New laws could be drawn up to protect victims of cyberbullying
6th November 2018
A recent report has found that victims of online bullying are being failed by current laws, according to the Independent. The Law Commission has called on the government to address the outdated list of offences and keep in tow with the advances in technological platforms, with the government agreeing to consider the research in an upcoming whitepaper.
The commissioner for criminal law, Professor David Ormerod QC, believes that with social media and the internet becoming an integral part of daily life, not enough is being done to deal with ‘commonplace’ abuse online, saying that the Law Commission has “identified areas of the criminal law most in need of reform in order to protect victims and hold perpetrators to account."

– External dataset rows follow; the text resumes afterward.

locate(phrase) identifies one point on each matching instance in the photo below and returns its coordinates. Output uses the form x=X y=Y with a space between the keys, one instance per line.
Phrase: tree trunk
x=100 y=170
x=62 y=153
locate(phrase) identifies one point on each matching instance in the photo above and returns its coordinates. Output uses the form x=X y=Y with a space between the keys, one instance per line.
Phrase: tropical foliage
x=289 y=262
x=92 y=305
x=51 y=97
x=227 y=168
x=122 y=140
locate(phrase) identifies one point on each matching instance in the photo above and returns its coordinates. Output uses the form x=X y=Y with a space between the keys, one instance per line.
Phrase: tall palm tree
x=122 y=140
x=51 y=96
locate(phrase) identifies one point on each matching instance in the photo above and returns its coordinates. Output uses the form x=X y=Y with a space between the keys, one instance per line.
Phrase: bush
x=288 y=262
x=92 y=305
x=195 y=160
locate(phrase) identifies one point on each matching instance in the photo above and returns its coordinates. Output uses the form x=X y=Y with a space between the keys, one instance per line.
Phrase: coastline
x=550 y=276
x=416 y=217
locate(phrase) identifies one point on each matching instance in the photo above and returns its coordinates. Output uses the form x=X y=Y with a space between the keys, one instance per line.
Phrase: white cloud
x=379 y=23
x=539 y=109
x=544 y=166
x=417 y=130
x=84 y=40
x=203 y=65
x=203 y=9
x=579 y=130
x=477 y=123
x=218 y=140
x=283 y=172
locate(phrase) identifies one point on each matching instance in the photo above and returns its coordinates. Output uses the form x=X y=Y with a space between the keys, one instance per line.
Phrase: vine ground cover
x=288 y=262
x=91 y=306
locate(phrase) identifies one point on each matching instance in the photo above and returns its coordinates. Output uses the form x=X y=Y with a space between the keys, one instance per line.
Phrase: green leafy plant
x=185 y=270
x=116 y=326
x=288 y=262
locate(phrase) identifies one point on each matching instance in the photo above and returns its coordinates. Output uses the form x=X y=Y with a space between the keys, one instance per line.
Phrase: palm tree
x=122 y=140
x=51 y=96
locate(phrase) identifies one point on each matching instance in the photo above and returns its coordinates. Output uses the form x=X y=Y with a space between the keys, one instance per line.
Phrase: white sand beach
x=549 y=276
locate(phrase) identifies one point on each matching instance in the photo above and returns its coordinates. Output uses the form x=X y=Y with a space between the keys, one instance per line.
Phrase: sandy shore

Under current UK law, perpetrators can be prosecuted for malicious communications, threats and inciting racial hatred, but researchers are saying it’s not enough to cover the diverse types of online abuse. The research found these gaps included “abusive and offensive communications that do not cross the line into direct threats, ‘pile on’ harassment, and the misuse of private images and information,” with researchers finding that “women, young people, ethnic minorities and members of the LGBT+ community are most likely to be affected, and that misogynistic abuse is particularly ‘prevalent and damaging’.”
The research also found that victims of the abuse were suffering from a range of mental health issues, including depression, anxiety, feelings of shame, loneliness and distress, with extreme cases ending in suicide and self-harm.
In response to the research, Margot James, the digital minister, said the government would consider the findings as part of an upcoming white paper on internet laws. “Behaviour that is illegal offline should be treated the same when it’s committed online. We’ve listened to victims of online abuse as it’s important that the right legal protections are in place to meet the challenges of new technology.”